With all the talk about streaming platforms and pay cable providing the best content and grabbing the lion’s share of Emmy Awards during this era of Peak TV, traditional network shows sometimes tend to be overlooked. To remedy that omission, here are five greatly anticipated network programs that spare neither tools nor talent to deliver top-notch production values — in this case creating high-quality sound to support their equally excellent visuals. The sound pros here who push the envelope comment on their creative vision.
The Brave (NBC) 9/25
Building heart-pounding tension is key for this hour-long drama series that follows a group of soldiers who carry out dangerous missions behind enemy lines. Anne Heche stars as the head of their tactical command center. “It’s a very unique environment where we wanted the sound perspective to be more vocalized rather than filled with the familiar sound effects you’ve heard in the ‘Bourne’ movies, for example,” says supervising sound editor Jay Nierenberg, who will continue with the series after the pilot. “It was important to focus on the lifeline to these soldiers risking their lives, and to create sounds that form a human connection as opposed to just using beeps and bops from the technology in the room.”

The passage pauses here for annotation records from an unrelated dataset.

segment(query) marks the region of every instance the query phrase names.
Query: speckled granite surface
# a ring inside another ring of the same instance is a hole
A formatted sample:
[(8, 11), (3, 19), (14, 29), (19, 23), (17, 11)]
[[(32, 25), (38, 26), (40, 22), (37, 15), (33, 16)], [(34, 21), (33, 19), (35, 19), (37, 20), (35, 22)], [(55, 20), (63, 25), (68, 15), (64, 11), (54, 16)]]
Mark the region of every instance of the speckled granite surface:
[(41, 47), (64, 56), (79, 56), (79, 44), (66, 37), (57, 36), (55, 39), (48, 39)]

Marvel’s Inhumans (ABC) 9/29
Set in the Marvel Cinematic Universe, this series was partly shot on Imax cameras, since its first two episodes will be shown in Imax theaters. That meant the sound had to meet particularly high standards. For rerecording mixer Joe DeAngelis and crew, it was important to find the right way to combine the viewing needs of those watching the show on the giant screen and those watching at home on the small screen. “We premixed the show in 7.1 with a 5.1 ceiling and sent it to rerecording mixer Scott Millan to do the full theatrical version,” DeAngelis says. After everything was approved, they had the tricky task of “squeezing a very big, dynamic soundscape down to spec for ABC air.” The biggest challenge, he adds, was dealing with the changes in frame-rate speed from Imax to video, and combing through each scene to find out what sounds should be played. “TV doesn’t really want very low or very high levels,” DeAngelis explains. “We had to go in and see what elements were important to the story and make sure it really cut through and could be heard at home.”
Wisdom of the Crowd (CBS) 10/1
After the murder of his daughter, tech innovator Jeffrey Tanner, played by Jeremy Piven, develops a crowd-sourcing app that he hopes the public will use to help identify her killer. The sound team focused on creating the aural elements of the tech-based drama. “There’s a lot of information flowing in from the public that our characters need to sort through,” says supervising sound editor Darren King. “We wanted to build up the angst in the room so you feel like you’re inside Jeffrey’s head when he’s fighting within himself. It’s subliminal and varies from scene to scene.” King and crew made sure the audience can “feel the heaviness of the room” and sense the protagonist’s emotions.
The Gifted (Fox) 10/2
Set in the “X-Men” universe, another sector of Marvel’s empire, the series follows ordinary parents on the run from a government government agency after they discover their two teenage children possess mutant powers. Critical to the story was the development of unique character profiles for the superhuman kids. “If you close your eyes, we wanted you to be able to recognize who they were just by hearing them,” says sound designer Jeff Brunello, who collaborated with co-producer Andrew Cholerton and supervising sound editor Brent Findley to define these unique sounds. Notes Findley: “The mutants have very specific powers that are part of their genes, so we wanted the sounds to come from an organic place.”
Valor (CW) 10/9
Cinematic realism drove the audio language for supervising sound editor Patrick Hogan and crew. “Valor” stars Christina Ochoa (“Animal Kingdom”) and Matt Barr (“Sleepy Hollow”) as elite U.S. Army helicopter pilots who perform clandestine missions. The drama includes multiple flashbacks to a mission that went terribly awry and that haunts the characters. “Creating realistic moments so you feel like you’re there was key for us,” Hogan says. “Then, in specific dramatic places, we stretched them for a bigger impact.” Instead of creating contrasting sounds between missions and life at home, the series was shaped documentary style so the characters continue to carry the weight of their assignments through their everyday lives.